My research develops human–AI collaborative frameworks that position AI as partners to amplify, not replace, human expertise.

  • I developed a holistic framework for social media posts, integrating stance, reason, and morality frame analysis with minimal supervision. This work studies how to model the dependencies between the different levels of analysis and incorporate human insights into the learning process [NAACL’22]. I further advanced this with an interactive framework to extract nuanced arguments [DASH @EMNLP’22] and a concept learning framework for theme discovery validated by experts [ACL’23].
  • I explored how LLMs can assist human annotators in identifying morality frames in vaccination debates on social media. Findings showed that LLM-assisted workflows improve annotation quality, reduce task difficulty, lower cognitive load, and speed up the annotation process [ACM WebSci’25].

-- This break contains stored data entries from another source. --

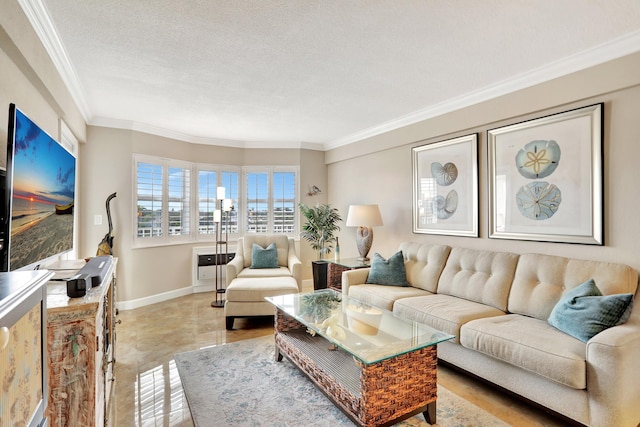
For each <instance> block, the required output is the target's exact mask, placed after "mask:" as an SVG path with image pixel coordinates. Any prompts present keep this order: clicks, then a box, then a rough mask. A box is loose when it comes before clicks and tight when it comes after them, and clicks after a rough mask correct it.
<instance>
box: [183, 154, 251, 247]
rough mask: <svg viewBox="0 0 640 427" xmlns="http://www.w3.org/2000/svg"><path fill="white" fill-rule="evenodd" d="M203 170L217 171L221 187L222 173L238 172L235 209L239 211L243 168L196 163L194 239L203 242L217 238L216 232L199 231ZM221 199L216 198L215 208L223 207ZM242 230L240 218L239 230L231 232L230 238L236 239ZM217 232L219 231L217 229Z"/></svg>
mask: <svg viewBox="0 0 640 427" xmlns="http://www.w3.org/2000/svg"><path fill="white" fill-rule="evenodd" d="M201 171H208V172H215V173H216V187H220V186H221V185H220V184H222V174H223V173H225V172H226V173H236V174H238V198H237V200H234V206H233V208H234V210H235V211H238V205H239V203H240V201H241V200H242V169H241V168H240V167H239V166H226V165H212V164H205V163H198V164H196V167H195V174H194V176H193V179H194V180H195V186H194V193H193V194H194V202H195V209H196V211H195V212H196V213H197V214H196V215H193V223H194V227H195V228H192V229H193V230H194V240H196V241H203V242H215V240H216V234H200V232H199V229H198V227H199V224H198V222H199V221H198V216H199V204H200V200H199V199H200V195H199V193H198V191H199V188H200V182H199V179H200V172H201ZM219 204H220V201H219V200H216V207H215V209H221V206H219ZM216 227H217V226H216ZM241 230H242V227H241V225H240V220H238V231H237V232H236V233H229V240H236V239H237V238H238V237H239V236H240V231H241ZM216 232H217V231H216Z"/></svg>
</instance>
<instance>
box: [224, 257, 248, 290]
mask: <svg viewBox="0 0 640 427" xmlns="http://www.w3.org/2000/svg"><path fill="white" fill-rule="evenodd" d="M243 268H244V258H243V257H241V256H238V255H236V256H235V257H234V258H233V259H232V260H231V261H229V262H228V263H227V286H229V283H231V281H232V280H233V279H235V278H236V277H238V274H240V272H241V271H242V269H243Z"/></svg>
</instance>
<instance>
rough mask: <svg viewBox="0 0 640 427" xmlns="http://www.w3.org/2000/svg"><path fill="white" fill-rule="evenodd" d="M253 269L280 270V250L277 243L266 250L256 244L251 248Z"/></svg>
mask: <svg viewBox="0 0 640 427" xmlns="http://www.w3.org/2000/svg"><path fill="white" fill-rule="evenodd" d="M251 268H278V250H277V249H276V244H275V242H274V243H272V244H270V245H269V246H267V248H266V249H264V248H263V247H262V246H260V245H258V244H256V243H254V244H253V245H252V246H251Z"/></svg>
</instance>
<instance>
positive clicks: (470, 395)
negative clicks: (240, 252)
mask: <svg viewBox="0 0 640 427" xmlns="http://www.w3.org/2000/svg"><path fill="white" fill-rule="evenodd" d="M213 298H214V294H212V293H200V294H193V295H188V296H185V297H181V298H176V299H173V300H170V301H166V302H162V303H159V304H154V305H150V306H146V307H142V308H138V309H135V310H127V311H120V314H119V316H118V318H119V319H120V320H122V323H121V324H119V325H118V329H117V345H116V360H117V363H116V383H115V390H114V395H113V397H112V399H115V400H114V402H115V405H114V407H113V410H112V413H111V416H110V421H111V422H110V423H111V425H112V426H117V427H128V426H132V427H135V426H149V427H152V426H153V427H155V426H157V427H192V426H193V422H192V420H191V416H190V413H189V408H188V405H187V401H186V399H185V396H184V393H183V391H182V385H181V383H180V377H179V376H178V372H177V370H176V367H175V364H174V362H173V355H174V354H175V353H179V352H183V351H189V350H196V349H198V348H202V347H207V346H212V345H217V344H222V343H228V342H233V341H239V340H243V339H249V338H255V337H258V336H263V335H268V334H272V333H273V320H272V318H268V317H267V318H253V319H237V320H236V322H235V325H234V327H235V329H234V330H233V331H227V330H226V329H225V319H224V314H223V309H221V308H212V307H211V306H210V303H211V301H212V299H213ZM438 382H439V383H441V384H442V385H444V386H445V387H446V388H448V389H449V390H450V391H452V392H454V393H456V394H458V395H459V396H462V397H463V398H465V399H467V400H469V401H471V402H472V403H474V404H475V405H477V406H480V407H482V408H484V409H485V410H487V411H489V412H491V413H493V414H494V415H495V416H497V417H498V418H500V419H502V420H503V421H505V422H507V423H509V424H511V425H513V426H519V427H520V426H521V427H540V426H550V427H556V426H564V425H566V423H565V422H563V421H561V420H559V419H557V418H554V417H553V416H550V415H548V414H547V413H545V412H544V411H542V410H539V409H537V408H535V407H533V406H531V405H528V404H526V403H524V402H522V401H520V400H518V399H514V398H512V397H511V396H509V395H506V394H504V393H502V392H500V391H498V390H495V389H494V388H492V387H491V386H489V385H487V384H485V383H483V382H481V381H477V380H475V379H472V378H470V377H468V376H466V375H462V374H460V373H458V372H457V371H455V370H452V369H450V368H447V367H444V366H441V367H440V368H439V372H438Z"/></svg>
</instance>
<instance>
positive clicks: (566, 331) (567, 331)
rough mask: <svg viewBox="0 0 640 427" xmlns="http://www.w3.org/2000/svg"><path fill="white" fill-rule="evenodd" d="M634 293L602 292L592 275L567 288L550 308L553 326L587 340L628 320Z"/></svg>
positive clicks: (570, 333)
mask: <svg viewBox="0 0 640 427" xmlns="http://www.w3.org/2000/svg"><path fill="white" fill-rule="evenodd" d="M632 305H633V294H613V295H602V292H600V289H598V287H597V286H596V283H595V282H594V280H593V279H589V280H587V281H586V282H584V283H583V284H581V285H580V286H577V287H576V288H574V289H572V290H570V291H569V292H567V293H566V294H565V295H564V296H563V297H562V298H560V301H558V303H557V304H556V306H555V307H554V308H553V310H552V311H551V315H550V316H549V319H548V322H549V324H550V325H551V326H553V327H555V328H557V329H559V330H561V331H562V332H564V333H566V334H569V335H571V336H572V337H574V338H577V339H579V340H580V341H583V342H587V341H589V340H590V339H591V337H593V336H594V335H596V334H598V333H600V332H602V331H604V330H605V329H607V328H610V327H612V326H616V325H619V324H621V323H624V322H626V321H627V320H628V319H629V316H630V314H631V307H632Z"/></svg>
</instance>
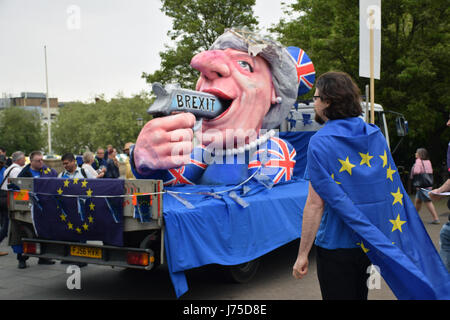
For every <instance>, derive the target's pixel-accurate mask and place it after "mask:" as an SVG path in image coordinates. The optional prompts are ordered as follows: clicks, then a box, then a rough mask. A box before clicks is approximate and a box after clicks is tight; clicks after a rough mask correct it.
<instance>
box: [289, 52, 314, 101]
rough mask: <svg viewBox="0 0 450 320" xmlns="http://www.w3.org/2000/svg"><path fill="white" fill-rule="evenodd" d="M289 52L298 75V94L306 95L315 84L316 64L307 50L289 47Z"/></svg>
mask: <svg viewBox="0 0 450 320" xmlns="http://www.w3.org/2000/svg"><path fill="white" fill-rule="evenodd" d="M287 50H288V52H289V53H290V55H291V56H292V58H293V59H294V61H295V63H296V68H297V76H298V83H299V85H298V95H299V96H301V95H304V94H305V93H307V92H308V91H309V90H311V88H312V87H313V85H314V81H315V79H316V71H315V69H314V65H313V63H312V61H311V59H310V58H309V56H308V55H307V54H306V52H305V51H303V50H302V49H300V48H298V47H287Z"/></svg>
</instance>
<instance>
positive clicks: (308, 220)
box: [292, 182, 325, 279]
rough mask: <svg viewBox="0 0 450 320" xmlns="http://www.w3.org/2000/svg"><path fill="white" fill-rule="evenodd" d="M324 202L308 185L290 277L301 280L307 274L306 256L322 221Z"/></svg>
mask: <svg viewBox="0 0 450 320" xmlns="http://www.w3.org/2000/svg"><path fill="white" fill-rule="evenodd" d="M324 205H325V203H324V201H323V200H322V198H321V197H320V196H319V195H318V194H317V193H316V191H315V190H314V188H313V187H312V185H311V182H310V183H309V190H308V198H307V199H306V204H305V208H304V209H303V223H302V236H301V239H300V247H299V250H298V255H297V260H296V261H295V264H294V267H293V271H292V275H293V276H294V278H297V279H301V278H303V277H304V276H305V275H306V274H307V273H308V255H309V251H311V247H312V245H313V243H314V239H315V238H316V234H317V230H318V229H319V226H320V221H321V220H322V215H323V210H324Z"/></svg>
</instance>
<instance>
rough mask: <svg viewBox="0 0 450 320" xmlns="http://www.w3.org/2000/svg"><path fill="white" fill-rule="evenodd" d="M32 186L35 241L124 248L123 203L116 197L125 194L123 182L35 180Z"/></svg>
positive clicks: (58, 179)
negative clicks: (37, 237) (100, 245)
mask: <svg viewBox="0 0 450 320" xmlns="http://www.w3.org/2000/svg"><path fill="white" fill-rule="evenodd" d="M33 183H34V197H33V202H34V205H33V223H34V227H35V230H36V233H37V235H38V237H40V238H44V239H52V240H61V241H76V242H78V241H79V242H84V241H86V240H100V241H103V243H104V244H108V245H114V246H122V245H123V205H122V204H123V199H122V197H117V196H121V195H123V193H124V180H121V179H60V178H38V179H34V182H33ZM115 196H116V197H115Z"/></svg>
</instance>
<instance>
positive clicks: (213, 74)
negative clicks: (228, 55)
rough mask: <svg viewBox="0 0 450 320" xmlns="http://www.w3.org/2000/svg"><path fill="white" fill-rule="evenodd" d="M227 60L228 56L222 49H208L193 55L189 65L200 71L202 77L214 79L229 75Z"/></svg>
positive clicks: (220, 77)
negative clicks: (190, 62) (204, 50)
mask: <svg viewBox="0 0 450 320" xmlns="http://www.w3.org/2000/svg"><path fill="white" fill-rule="evenodd" d="M228 62H229V59H228V56H227V55H226V54H225V53H224V52H223V51H222V50H208V51H203V52H200V53H199V54H197V55H195V56H194V57H193V58H192V60H191V67H193V68H195V69H197V70H198V71H200V72H201V76H202V77H205V78H207V79H208V80H214V79H216V78H221V77H228V76H229V75H230V68H229V66H228Z"/></svg>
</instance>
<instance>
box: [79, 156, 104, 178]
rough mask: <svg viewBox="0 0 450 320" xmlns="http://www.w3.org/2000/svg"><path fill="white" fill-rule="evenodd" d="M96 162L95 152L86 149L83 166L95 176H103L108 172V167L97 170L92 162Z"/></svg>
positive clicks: (101, 176)
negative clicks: (95, 168)
mask: <svg viewBox="0 0 450 320" xmlns="http://www.w3.org/2000/svg"><path fill="white" fill-rule="evenodd" d="M93 163H94V154H93V153H92V152H90V151H86V152H85V153H84V154H83V165H82V166H81V168H82V169H83V170H84V171H85V172H88V173H90V174H91V176H93V177H94V178H103V176H104V175H105V172H106V168H105V167H103V168H102V169H98V170H95V169H94V168H93V167H92V164H93Z"/></svg>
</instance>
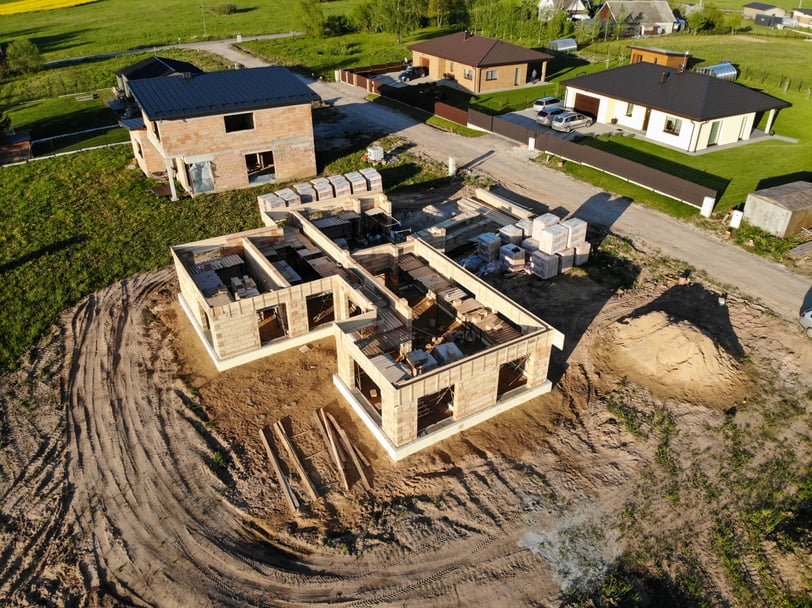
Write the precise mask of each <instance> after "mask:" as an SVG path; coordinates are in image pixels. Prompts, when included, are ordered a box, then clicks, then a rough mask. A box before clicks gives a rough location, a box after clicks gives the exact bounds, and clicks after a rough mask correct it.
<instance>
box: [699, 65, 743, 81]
mask: <svg viewBox="0 0 812 608" xmlns="http://www.w3.org/2000/svg"><path fill="white" fill-rule="evenodd" d="M696 71H697V73H698V74H705V75H706V76H712V77H713V78H718V79H719V80H729V81H731V82H733V81H734V80H736V78H738V77H739V71H738V70H737V69H736V66H735V65H733V64H732V63H730V62H725V63H720V64H717V65H708V66H704V67H701V68H697V69H696Z"/></svg>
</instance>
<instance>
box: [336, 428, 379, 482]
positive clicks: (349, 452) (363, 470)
mask: <svg viewBox="0 0 812 608" xmlns="http://www.w3.org/2000/svg"><path fill="white" fill-rule="evenodd" d="M327 418H328V419H329V420H330V423H331V424H332V425H333V426H334V427H335V430H336V433H338V436H339V438H340V439H341V442H342V443H343V444H344V450H345V451H346V452H347V454H348V455H349V457H350V459H351V460H352V463H353V464H354V465H355V468H356V469H357V470H358V476H359V477H360V478H361V483H362V484H364V487H365V488H366V489H367V490H371V489H372V488H371V486H370V485H369V480H368V479H367V476H366V473H364V467H363V466H362V465H361V463H360V462H359V460H358V455H357V454H356V453H355V448H354V447H353V445H352V442H350V439H349V437H347V434H346V433H345V432H344V429H342V428H341V427H340V426H339V425H338V422H336V419H335V418H333V416H332V415H331V414H327Z"/></svg>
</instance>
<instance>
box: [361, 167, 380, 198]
mask: <svg viewBox="0 0 812 608" xmlns="http://www.w3.org/2000/svg"><path fill="white" fill-rule="evenodd" d="M359 173H360V174H361V175H363V176H364V179H366V180H367V188H368V189H369V191H370V192H383V179H382V178H381V174H380V173H378V172H377V171H376V170H375V169H373V168H372V167H365V168H364V169H361V170H360V171H359Z"/></svg>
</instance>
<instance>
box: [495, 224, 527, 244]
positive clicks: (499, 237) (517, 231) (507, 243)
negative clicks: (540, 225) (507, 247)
mask: <svg viewBox="0 0 812 608" xmlns="http://www.w3.org/2000/svg"><path fill="white" fill-rule="evenodd" d="M499 238H500V239H502V243H503V244H504V245H508V244H511V245H519V244H520V243H521V242H522V239H523V238H524V232H523V231H522V229H521V228H519V227H518V226H516V225H515V224H508V225H507V226H502V227H501V228H500V229H499Z"/></svg>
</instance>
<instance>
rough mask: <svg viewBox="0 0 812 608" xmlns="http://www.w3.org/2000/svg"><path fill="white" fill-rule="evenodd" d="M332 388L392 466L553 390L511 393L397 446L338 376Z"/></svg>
mask: <svg viewBox="0 0 812 608" xmlns="http://www.w3.org/2000/svg"><path fill="white" fill-rule="evenodd" d="M333 384H335V385H336V388H338V390H339V392H340V393H341V394H342V395H343V396H344V399H346V400H347V402H348V403H349V404H350V405H351V406H352V409H353V410H355V413H356V414H358V416H359V417H360V418H361V420H362V421H363V423H364V424H365V425H366V426H367V428H368V429H369V430H370V432H371V433H372V434H373V435H374V436H375V438H376V439H377V440H378V443H380V444H381V446H382V447H383V448H384V449H385V450H386V452H387V454H389V456H390V458H392V460H394V461H395V462H398V461H400V460H403V459H404V458H406V457H407V456H411V455H412V454H416V453H417V452H419V451H421V450H425V449H426V448H428V447H431V446H433V445H434V444H436V443H439V442H440V441H443V440H444V439H448V438H449V437H453V436H454V435H456V434H457V433H460V432H461V431H464V430H466V429H470V428H472V427H474V426H476V425H477V424H479V423H481V422H485V421H486V420H490V419H491V418H493V417H494V416H498V415H499V414H501V413H502V412H506V411H508V410H510V409H513V408H514V407H516V406H518V405H521V404H522V403H526V402H527V401H530V400H531V399H535V398H536V397H540V396H541V395H544V394H546V393H549V392H550V390H552V387H553V385H552V382H550V381H549V380H546V381H544V382H542V383H540V384H538V385H537V386H534V387H533V388H529V389H526V390H523V391H519V392H514V393H513V394H511V395H510V396H508V397H507V398H506V399H502V400H501V401H497V402H496V403H494V404H493V405H492V406H490V407H488V408H485V409H483V410H479V411H478V412H474V413H473V414H471V415H469V416H466V417H465V418H463V419H461V420H457V421H455V422H452V423H450V424H448V425H447V426H443V427H442V428H441V429H438V430H437V431H434V432H432V433H429V434H428V435H424V436H422V437H418V438H417V439H415V440H413V441H410V442H409V443H405V444H403V445H401V446H396V445H394V444H393V443H392V441H391V440H390V439H389V437H387V436H386V434H385V433H384V432H383V429H381V427H380V426H378V424H377V423H376V422H375V420H373V418H372V416H370V415H369V412H367V411H366V409H365V408H364V406H363V405H362V404H361V403H360V402H359V401H358V399H356V397H355V395H354V394H353V391H352V389H350V388H349V387H348V386H347V385H346V384H344V381H343V380H341V378H339V377H338V375H337V374H336V375H333Z"/></svg>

  • AI Governance and Grounded Question Answering- I develop grounded question-answering systems for complex policy domains using a retrieval-augmented generation (RAG) system over the AGORA corpus of global AI policy documents, combining dense retrieval with preference-aligned generation. In this work, we show that better retrieval does not necessarily lead to better answers—stronger retrieval can even produce more confident hallucinations when key information is missing. Through expert evaluation with policy researchers, we find that while the system captures core policy themes and cites relevant evidence, it can misinterpret regulatory details, omit critical provisions, and struggle with cross-document reasoning. This work highlights a key challenge for real-world AI systems: reliability requires more than improving individual components—it demands end-to-end grounding, human alignment, and careful evaluation in high-stakes settings like AI governance [arXiv’26b].
  • ChiPT: A Human-in-the-Loop GenAI Assistant for Manufacturing Training– In industry settings, we have designed a domain-specific Retrieval-Augmented Generation (RAG) system with scalable human-in-the-loop feedback that assists workers with real-time training, troubleshooting, and skill development. ChiPT leverages process manuals, expert feedback, and verified responses to enhance knowledge transfer (from retiring experts to new employees) and reduce expert workload.